Data pull

Any mechanism used to pull the data from Data Lake can be considered as Data Pull mechanism. Here, we will discuss, some of the most common data pull mechanisms.

  • Services: One of the most popular mechanisms of data delivery are the data services. This comprises of building web services (REST/SOAP) over the Data Lake, such that the data can be exposed via services to the consuming applications. This works very well for consuming relatively small volumes of data over HTTP for near real time application requirements. This also stems from the notion of data as a service, wherein the entire data is ready and available over services. Such service requests and response definitions must be concise and clearly defined so that these are generic enough for multiple consumers to consume. This also implicitly means that the data access must be highly optimized so as to guarantee sub-second response times or large dataset, with the capability of random access. These services are more geared towards read-only services for data and should not be used for data mutations.

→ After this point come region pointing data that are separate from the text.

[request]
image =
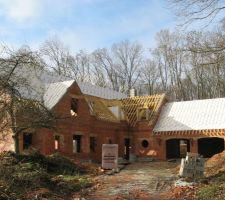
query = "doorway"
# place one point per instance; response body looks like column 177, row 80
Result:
column 207, row 147
column 127, row 148
column 177, row 148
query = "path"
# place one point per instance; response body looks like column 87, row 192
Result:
column 137, row 181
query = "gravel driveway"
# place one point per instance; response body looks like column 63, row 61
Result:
column 146, row 180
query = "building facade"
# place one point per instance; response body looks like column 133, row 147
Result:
column 143, row 127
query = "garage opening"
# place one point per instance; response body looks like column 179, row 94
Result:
column 207, row 147
column 177, row 148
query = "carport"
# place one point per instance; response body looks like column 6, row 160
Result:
column 177, row 148
column 207, row 147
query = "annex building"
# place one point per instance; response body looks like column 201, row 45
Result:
column 142, row 126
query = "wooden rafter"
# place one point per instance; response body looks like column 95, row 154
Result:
column 191, row 133
column 132, row 107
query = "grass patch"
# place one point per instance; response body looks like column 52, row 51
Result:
column 210, row 192
column 35, row 176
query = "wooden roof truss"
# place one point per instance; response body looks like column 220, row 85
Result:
column 135, row 107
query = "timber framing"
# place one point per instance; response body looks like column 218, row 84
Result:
column 192, row 133
column 135, row 107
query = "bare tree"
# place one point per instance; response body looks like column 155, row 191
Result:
column 150, row 76
column 197, row 10
column 128, row 62
column 18, row 107
column 57, row 56
column 104, row 62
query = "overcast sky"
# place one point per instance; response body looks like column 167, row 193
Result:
column 83, row 24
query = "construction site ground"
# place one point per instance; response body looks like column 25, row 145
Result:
column 141, row 180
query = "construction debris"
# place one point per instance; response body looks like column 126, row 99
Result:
column 215, row 164
column 192, row 166
column 34, row 176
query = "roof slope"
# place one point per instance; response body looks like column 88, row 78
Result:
column 54, row 92
column 192, row 115
column 105, row 93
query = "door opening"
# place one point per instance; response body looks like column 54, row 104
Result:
column 127, row 148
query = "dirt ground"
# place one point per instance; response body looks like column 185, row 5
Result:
column 146, row 180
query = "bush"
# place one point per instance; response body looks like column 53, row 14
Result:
column 208, row 192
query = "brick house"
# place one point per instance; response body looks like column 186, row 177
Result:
column 145, row 126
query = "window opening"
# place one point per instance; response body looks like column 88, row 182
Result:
column 144, row 143
column 57, row 142
column 74, row 106
column 27, row 140
column 77, row 143
column 92, row 144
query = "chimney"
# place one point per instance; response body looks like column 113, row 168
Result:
column 132, row 92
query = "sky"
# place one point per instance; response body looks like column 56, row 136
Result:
column 83, row 24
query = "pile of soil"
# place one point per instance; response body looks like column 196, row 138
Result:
column 215, row 164
column 34, row 176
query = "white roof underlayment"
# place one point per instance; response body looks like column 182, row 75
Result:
column 55, row 91
column 49, row 87
column 192, row 115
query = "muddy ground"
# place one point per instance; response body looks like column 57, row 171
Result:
column 146, row 180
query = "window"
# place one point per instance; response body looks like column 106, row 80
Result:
column 143, row 114
column 144, row 143
column 77, row 143
column 110, row 141
column 27, row 140
column 74, row 106
column 92, row 144
column 91, row 106
column 57, row 142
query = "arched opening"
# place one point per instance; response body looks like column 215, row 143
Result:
column 177, row 148
column 207, row 147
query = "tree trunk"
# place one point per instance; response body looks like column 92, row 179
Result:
column 16, row 143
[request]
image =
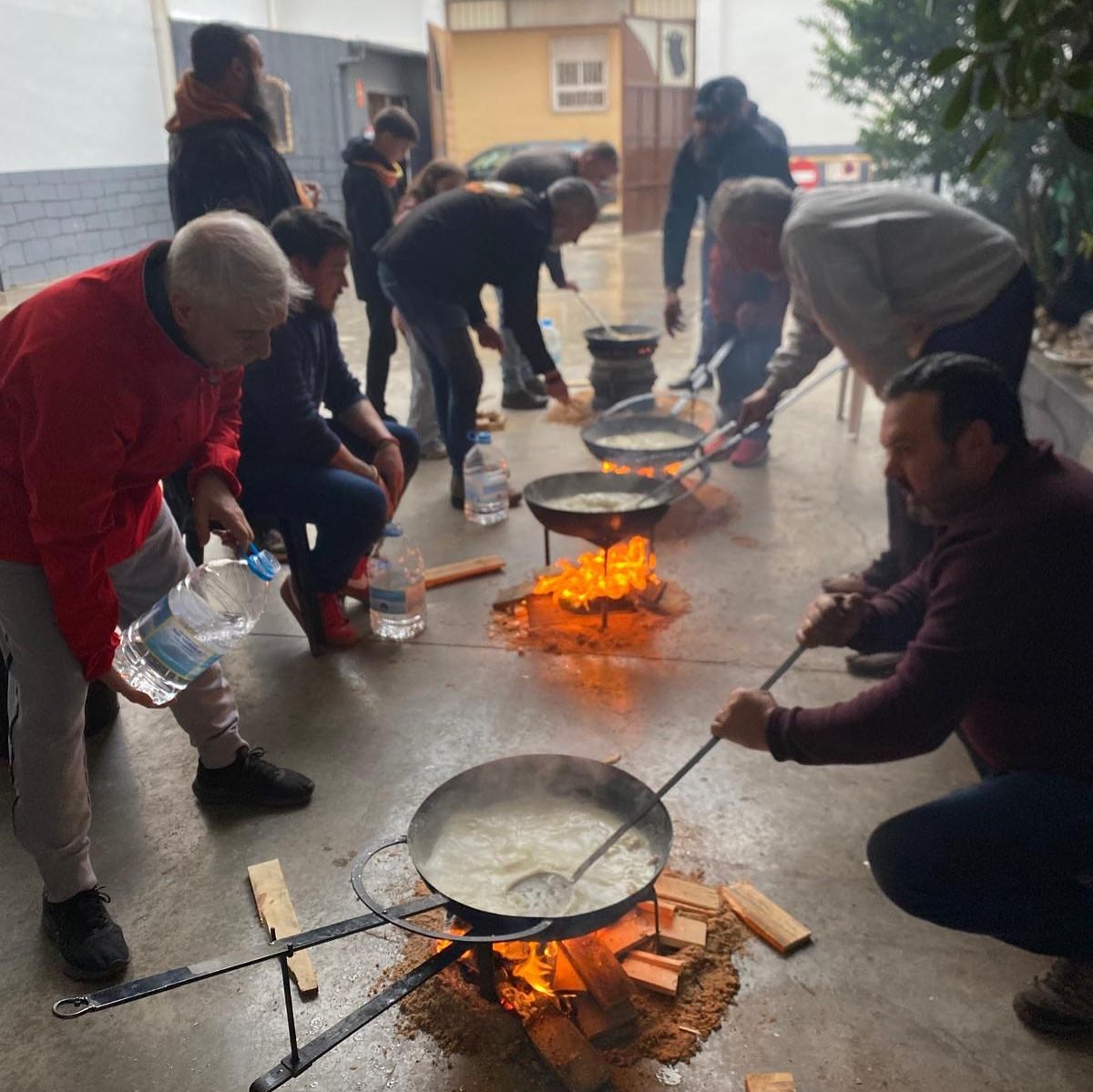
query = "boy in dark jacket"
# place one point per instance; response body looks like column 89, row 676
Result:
column 373, row 186
column 347, row 475
column 222, row 156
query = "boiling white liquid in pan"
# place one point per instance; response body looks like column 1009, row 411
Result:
column 480, row 853
column 599, row 502
column 653, row 440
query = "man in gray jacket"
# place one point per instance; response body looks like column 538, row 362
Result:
column 885, row 276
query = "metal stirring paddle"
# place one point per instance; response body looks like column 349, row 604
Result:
column 546, row 892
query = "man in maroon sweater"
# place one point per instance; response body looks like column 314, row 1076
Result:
column 108, row 381
column 999, row 645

  • Data Views: A Data Lake can also potentially have data delivery mechanisms based on data views that can be connected from various applications and the data can be fetched/pulled. This mechanism of serving data has been very common as it combines simplicity with ease of maintenance and access. Once data is exposed from a data view, any of the authorized applications can directly connect to such a data view using standard drivers and any additional data processing can be performed by the consuming application itself. These views are generally materialized views to keep them performant and isolate any query impact that may occur on underlying participating tables. However materialized views also need data refreshes to be performed which can be done incrementally or may also involve reconstruction of the entire data view, also known as refresh cycles. If a refresh cycle is involved in rebuilding the entire materialized view, the required mechanisms must be in place, such that while the refresh cycle are executed the data serving is not impacted. Traditionally this was done using synonyms; for some recent technologies, the same is achieved via replicated datasets.